2018 Friday Poster 6609
Friday, November 2, 2018 | Poster Session I, Metcalf Small | 3pm
Statistical learning at noisy environment is associated with vocabulary
V. Kozloff, A. Nguyen, J. Arciuli, Z. Qi
Children and adults have the remarkable statistical learning (SL) ability to rapidly detect and extract probabilistic information. Robust SL has been reliably demonstrated in previous studies where subjects were exposed to a continuous stream of stimuli comprising sequences with high internal transitional probabilities (e.g. Saffran et al., 1996; Turk-Browne et al., 2005). In reality, learning often encounters frequent interruptions by random noise. In the current experiment, we examine SL when structured sequences are interleaved with random sequences. We ask whether adults are able to learn statistical information embedded in a noisy environment, and if so whether adults learn better when the structured and random sequences contain stimuli from different domains (linguistic vs. non-linguistic) or the same domain.
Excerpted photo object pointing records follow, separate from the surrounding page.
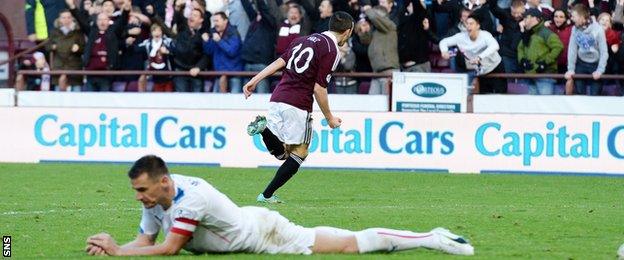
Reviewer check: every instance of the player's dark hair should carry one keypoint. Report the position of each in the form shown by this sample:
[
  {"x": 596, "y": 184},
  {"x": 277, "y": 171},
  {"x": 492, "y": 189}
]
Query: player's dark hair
[
  {"x": 475, "y": 17},
  {"x": 152, "y": 165},
  {"x": 222, "y": 14},
  {"x": 340, "y": 22}
]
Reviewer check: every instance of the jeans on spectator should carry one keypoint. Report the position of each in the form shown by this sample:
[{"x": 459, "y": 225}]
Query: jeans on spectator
[
  {"x": 580, "y": 85},
  {"x": 234, "y": 84},
  {"x": 263, "y": 85},
  {"x": 188, "y": 84},
  {"x": 541, "y": 86},
  {"x": 98, "y": 83}
]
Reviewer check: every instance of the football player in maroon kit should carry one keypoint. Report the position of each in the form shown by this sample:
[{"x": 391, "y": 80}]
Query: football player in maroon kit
[{"x": 287, "y": 129}]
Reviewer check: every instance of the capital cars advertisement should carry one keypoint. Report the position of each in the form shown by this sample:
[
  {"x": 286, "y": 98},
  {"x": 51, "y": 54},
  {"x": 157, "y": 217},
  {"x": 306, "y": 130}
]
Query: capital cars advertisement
[{"x": 447, "y": 142}]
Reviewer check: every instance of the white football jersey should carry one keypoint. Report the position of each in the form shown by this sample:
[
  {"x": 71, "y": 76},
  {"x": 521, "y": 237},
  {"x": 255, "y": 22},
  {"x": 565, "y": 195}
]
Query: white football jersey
[{"x": 213, "y": 221}]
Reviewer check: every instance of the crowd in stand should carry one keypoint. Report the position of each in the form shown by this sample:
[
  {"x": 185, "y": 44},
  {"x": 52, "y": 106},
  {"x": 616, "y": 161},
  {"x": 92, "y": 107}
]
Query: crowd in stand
[{"x": 476, "y": 37}]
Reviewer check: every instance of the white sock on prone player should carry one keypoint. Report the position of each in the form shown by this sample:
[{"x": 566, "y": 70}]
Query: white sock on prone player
[
  {"x": 334, "y": 231},
  {"x": 382, "y": 239}
]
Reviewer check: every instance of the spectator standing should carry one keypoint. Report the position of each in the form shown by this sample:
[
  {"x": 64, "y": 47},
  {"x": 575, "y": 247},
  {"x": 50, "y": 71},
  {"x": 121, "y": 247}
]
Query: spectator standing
[
  {"x": 360, "y": 42},
  {"x": 326, "y": 10},
  {"x": 238, "y": 17},
  {"x": 188, "y": 50},
  {"x": 480, "y": 51},
  {"x": 413, "y": 40},
  {"x": 546, "y": 9},
  {"x": 587, "y": 53},
  {"x": 538, "y": 52},
  {"x": 382, "y": 51},
  {"x": 224, "y": 45},
  {"x": 66, "y": 46},
  {"x": 613, "y": 42},
  {"x": 156, "y": 51},
  {"x": 561, "y": 26},
  {"x": 132, "y": 57},
  {"x": 346, "y": 85},
  {"x": 41, "y": 82},
  {"x": 101, "y": 50},
  {"x": 478, "y": 8},
  {"x": 259, "y": 45},
  {"x": 290, "y": 29},
  {"x": 618, "y": 13},
  {"x": 511, "y": 33}
]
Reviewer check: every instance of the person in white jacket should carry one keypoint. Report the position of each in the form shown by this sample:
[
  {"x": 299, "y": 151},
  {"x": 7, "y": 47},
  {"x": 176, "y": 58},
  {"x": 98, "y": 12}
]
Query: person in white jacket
[{"x": 480, "y": 50}]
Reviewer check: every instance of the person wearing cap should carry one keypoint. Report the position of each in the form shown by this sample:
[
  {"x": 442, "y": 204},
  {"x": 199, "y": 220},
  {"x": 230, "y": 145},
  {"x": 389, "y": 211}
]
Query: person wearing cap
[
  {"x": 538, "y": 52},
  {"x": 480, "y": 51},
  {"x": 587, "y": 52}
]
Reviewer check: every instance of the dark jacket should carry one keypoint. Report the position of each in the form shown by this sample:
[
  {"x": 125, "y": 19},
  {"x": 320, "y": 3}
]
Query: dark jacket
[
  {"x": 382, "y": 51},
  {"x": 511, "y": 35},
  {"x": 64, "y": 58},
  {"x": 226, "y": 52},
  {"x": 259, "y": 44},
  {"x": 112, "y": 37},
  {"x": 51, "y": 8},
  {"x": 413, "y": 39},
  {"x": 188, "y": 50},
  {"x": 543, "y": 45},
  {"x": 360, "y": 48}
]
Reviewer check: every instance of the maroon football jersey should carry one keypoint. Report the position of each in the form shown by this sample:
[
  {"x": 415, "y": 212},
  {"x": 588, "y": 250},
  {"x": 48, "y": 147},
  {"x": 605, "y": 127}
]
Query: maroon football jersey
[{"x": 309, "y": 59}]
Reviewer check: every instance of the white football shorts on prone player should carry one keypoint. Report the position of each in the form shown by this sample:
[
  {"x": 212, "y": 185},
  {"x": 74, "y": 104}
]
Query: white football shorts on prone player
[
  {"x": 277, "y": 235},
  {"x": 290, "y": 124}
]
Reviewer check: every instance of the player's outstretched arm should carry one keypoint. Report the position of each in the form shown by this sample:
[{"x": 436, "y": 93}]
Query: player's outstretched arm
[
  {"x": 320, "y": 94},
  {"x": 268, "y": 71},
  {"x": 171, "y": 246}
]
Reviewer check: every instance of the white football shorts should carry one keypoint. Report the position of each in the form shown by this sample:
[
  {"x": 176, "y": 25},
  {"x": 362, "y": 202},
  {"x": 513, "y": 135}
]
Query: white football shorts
[
  {"x": 290, "y": 124},
  {"x": 277, "y": 235}
]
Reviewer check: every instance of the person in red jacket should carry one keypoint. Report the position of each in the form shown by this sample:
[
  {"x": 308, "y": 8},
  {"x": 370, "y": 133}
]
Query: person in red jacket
[{"x": 561, "y": 25}]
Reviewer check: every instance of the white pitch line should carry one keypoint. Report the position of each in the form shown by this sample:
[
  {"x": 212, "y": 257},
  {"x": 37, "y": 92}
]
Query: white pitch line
[{"x": 62, "y": 211}]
We also examined the relationship between statistical learning outcomes and individuals’ vocabulary.
Forty-eight adults, randomly assigned to the Same and Different Groups, completed two visual SL tasks in both linguistic (Letter) and non-linguistic (Image) domains (Table 1). The two groups were matched for age, gender, and NIH Toolbox Picture Vocabulary scores (p’s > 0.25). The structured stream comprised four triplets of stimuli, each repeated 24 times. The random stream contained a different set of 12 stimuli ordered randomly. Each stream was equally divided into 6 mini-blocks. The mini-blocks were interspersed between structured and random conditions to form a continuous stream. During the exposure phase, subjects responded to a target stimulus in each mini-block. Immediately following the exposure phase, subjects completed a two- alternative forced-choice task (Fig. 1). We measured both the reaction time (RT) slope during the exposure phase and the response accuracy during the test phase.
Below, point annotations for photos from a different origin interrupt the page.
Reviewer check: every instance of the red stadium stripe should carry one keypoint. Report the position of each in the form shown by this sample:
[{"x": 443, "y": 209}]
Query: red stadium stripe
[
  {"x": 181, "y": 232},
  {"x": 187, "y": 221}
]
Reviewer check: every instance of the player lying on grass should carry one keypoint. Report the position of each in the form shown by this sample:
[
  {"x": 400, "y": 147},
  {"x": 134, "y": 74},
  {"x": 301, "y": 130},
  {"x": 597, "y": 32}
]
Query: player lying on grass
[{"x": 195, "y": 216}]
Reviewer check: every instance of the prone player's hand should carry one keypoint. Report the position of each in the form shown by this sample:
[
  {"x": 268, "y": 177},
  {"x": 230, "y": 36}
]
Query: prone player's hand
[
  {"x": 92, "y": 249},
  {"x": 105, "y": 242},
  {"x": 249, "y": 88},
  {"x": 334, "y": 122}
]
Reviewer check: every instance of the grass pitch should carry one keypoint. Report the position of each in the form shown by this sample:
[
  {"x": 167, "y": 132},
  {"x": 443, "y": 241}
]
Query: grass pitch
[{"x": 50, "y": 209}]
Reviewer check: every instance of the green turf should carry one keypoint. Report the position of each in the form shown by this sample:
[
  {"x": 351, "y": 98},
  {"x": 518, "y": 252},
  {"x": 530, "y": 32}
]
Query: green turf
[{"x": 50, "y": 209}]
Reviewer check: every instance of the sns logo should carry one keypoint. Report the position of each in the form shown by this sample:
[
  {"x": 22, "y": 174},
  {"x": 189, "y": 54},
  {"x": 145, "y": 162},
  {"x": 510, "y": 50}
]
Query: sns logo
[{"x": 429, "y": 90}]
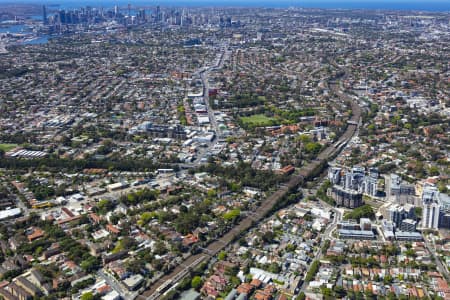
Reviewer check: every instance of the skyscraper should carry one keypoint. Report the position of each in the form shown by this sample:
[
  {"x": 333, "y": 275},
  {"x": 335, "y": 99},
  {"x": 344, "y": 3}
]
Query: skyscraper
[
  {"x": 44, "y": 15},
  {"x": 431, "y": 208}
]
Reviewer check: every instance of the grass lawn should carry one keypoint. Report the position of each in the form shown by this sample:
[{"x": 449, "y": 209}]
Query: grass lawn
[
  {"x": 7, "y": 147},
  {"x": 259, "y": 120}
]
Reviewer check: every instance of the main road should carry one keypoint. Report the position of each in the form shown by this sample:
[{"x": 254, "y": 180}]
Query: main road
[{"x": 168, "y": 281}]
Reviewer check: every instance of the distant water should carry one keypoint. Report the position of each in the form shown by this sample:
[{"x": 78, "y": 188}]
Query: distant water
[{"x": 432, "y": 5}]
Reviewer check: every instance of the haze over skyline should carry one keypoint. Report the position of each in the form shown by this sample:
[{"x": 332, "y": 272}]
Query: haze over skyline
[{"x": 434, "y": 5}]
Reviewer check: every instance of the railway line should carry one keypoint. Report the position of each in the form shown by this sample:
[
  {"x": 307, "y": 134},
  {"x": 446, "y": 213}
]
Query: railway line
[{"x": 169, "y": 281}]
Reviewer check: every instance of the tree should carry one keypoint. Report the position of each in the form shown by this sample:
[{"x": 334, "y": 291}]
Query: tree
[
  {"x": 196, "y": 282},
  {"x": 87, "y": 296},
  {"x": 222, "y": 255}
]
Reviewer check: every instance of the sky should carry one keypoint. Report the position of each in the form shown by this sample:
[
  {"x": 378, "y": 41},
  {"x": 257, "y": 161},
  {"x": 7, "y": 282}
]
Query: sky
[{"x": 439, "y": 5}]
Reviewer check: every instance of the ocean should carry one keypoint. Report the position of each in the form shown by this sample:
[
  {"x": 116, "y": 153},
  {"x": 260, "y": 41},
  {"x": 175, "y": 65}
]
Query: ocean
[{"x": 432, "y": 5}]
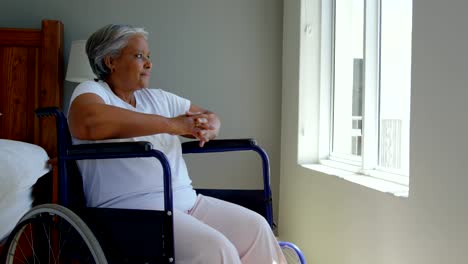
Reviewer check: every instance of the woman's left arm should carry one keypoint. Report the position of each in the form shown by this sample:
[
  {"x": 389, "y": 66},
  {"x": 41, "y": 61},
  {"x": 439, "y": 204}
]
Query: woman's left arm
[{"x": 206, "y": 120}]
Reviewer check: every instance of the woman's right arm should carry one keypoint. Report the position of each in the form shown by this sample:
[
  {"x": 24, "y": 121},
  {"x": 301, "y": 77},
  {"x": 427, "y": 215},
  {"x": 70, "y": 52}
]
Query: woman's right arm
[{"x": 90, "y": 118}]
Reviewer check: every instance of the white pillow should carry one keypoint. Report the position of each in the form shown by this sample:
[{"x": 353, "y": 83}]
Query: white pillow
[{"x": 21, "y": 164}]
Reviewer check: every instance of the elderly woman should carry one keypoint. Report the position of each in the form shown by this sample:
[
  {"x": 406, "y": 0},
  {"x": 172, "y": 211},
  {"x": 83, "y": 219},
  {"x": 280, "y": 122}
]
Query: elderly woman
[{"x": 119, "y": 107}]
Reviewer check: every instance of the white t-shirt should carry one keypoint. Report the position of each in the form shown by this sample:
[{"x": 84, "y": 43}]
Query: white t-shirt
[{"x": 137, "y": 183}]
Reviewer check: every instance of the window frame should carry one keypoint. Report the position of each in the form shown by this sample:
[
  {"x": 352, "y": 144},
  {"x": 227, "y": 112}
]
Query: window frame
[{"x": 369, "y": 161}]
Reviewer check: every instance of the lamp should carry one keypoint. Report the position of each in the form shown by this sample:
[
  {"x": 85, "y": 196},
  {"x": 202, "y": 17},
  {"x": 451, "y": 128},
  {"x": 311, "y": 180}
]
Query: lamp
[{"x": 79, "y": 69}]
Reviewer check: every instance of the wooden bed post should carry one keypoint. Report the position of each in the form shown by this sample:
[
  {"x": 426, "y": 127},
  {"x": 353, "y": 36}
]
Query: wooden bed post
[{"x": 51, "y": 82}]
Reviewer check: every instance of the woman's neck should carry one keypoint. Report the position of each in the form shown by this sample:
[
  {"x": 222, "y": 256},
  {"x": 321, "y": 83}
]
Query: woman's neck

Both groups performed significantly above chance during both tasks’ test phases (Fig. 2, p’s < 0.05). An ANOVA revealed no significant effect of group (Same vs. Different, F (1,46) = 1.87, p = 0.18) or task (Letter vs. Image, F (1,46) = 0.50, p = 0.48). The RT slope during the exposure phase was significantly more negative (quicker acceleration) in the Structured than in the Random condition (F (1,44) = 8.88; p = 0.005) and in the Image than the Letter task (Fig. 3, F (1,44) = 5.61; p = 0.02). There was no significant effect involving group. We extracted each learner’s difference score of RT slope (Structured minus Random) as the online learning measure and response accuracy as the offline learning measure for both tasks. Within the Different group, higher vocabulary score was significantly and more strongly associated with the online measure of the Letter task (r = -0.54, p = 0.007) than with the Image task (t = 2.14, p = 0.02, Fig. 4). No significant correlation was found in the Same group or with the offline measures.
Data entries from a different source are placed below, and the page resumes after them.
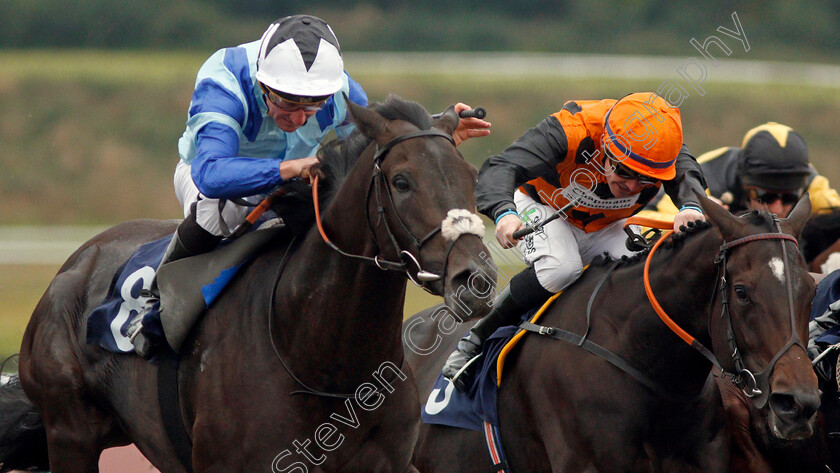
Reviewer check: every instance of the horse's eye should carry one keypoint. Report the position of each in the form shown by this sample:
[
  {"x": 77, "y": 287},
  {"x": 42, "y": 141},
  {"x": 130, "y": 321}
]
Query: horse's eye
[{"x": 400, "y": 183}]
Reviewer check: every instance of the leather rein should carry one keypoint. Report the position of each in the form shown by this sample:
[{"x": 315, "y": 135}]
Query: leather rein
[{"x": 755, "y": 386}]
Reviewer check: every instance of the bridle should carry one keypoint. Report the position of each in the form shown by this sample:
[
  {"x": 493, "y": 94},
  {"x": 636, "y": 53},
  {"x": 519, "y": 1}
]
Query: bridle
[
  {"x": 755, "y": 386},
  {"x": 409, "y": 263}
]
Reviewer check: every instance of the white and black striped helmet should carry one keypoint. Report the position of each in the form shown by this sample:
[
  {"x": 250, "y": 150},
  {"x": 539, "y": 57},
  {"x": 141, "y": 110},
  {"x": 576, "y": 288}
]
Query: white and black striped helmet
[{"x": 300, "y": 58}]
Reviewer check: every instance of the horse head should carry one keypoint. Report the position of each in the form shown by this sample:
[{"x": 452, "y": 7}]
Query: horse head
[
  {"x": 759, "y": 324},
  {"x": 421, "y": 204}
]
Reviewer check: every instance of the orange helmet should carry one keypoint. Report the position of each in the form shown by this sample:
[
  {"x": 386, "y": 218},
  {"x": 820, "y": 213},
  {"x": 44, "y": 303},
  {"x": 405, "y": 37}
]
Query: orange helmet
[{"x": 644, "y": 132}]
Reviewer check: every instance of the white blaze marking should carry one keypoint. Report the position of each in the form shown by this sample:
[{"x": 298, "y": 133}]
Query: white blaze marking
[{"x": 778, "y": 268}]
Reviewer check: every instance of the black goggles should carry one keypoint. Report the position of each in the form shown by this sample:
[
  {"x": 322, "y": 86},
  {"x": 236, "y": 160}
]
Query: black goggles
[
  {"x": 624, "y": 172},
  {"x": 768, "y": 197}
]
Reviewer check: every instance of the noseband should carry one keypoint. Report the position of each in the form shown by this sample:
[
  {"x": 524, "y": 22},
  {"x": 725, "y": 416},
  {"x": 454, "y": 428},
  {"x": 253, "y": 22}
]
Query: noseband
[
  {"x": 409, "y": 263},
  {"x": 755, "y": 386}
]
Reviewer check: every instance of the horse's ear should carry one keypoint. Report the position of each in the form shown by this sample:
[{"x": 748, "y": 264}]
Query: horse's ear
[
  {"x": 720, "y": 217},
  {"x": 798, "y": 217},
  {"x": 370, "y": 123},
  {"x": 448, "y": 121}
]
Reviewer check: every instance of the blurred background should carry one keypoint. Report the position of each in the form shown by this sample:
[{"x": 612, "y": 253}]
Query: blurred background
[{"x": 94, "y": 93}]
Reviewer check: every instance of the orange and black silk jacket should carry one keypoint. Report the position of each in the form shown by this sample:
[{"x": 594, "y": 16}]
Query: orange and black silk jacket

In summary, these results suggest adults are capable of learning statistical information even when the useful information is scattered and embedded in noisy environment. Similar task performance between two groups indicate linguistic and non-linguistic SL share core cognitive resources. However, linguistic SL explains more variability in adults’ vocabulary than non- linguistic SL, hinting linguistic-specific constraints for language learning.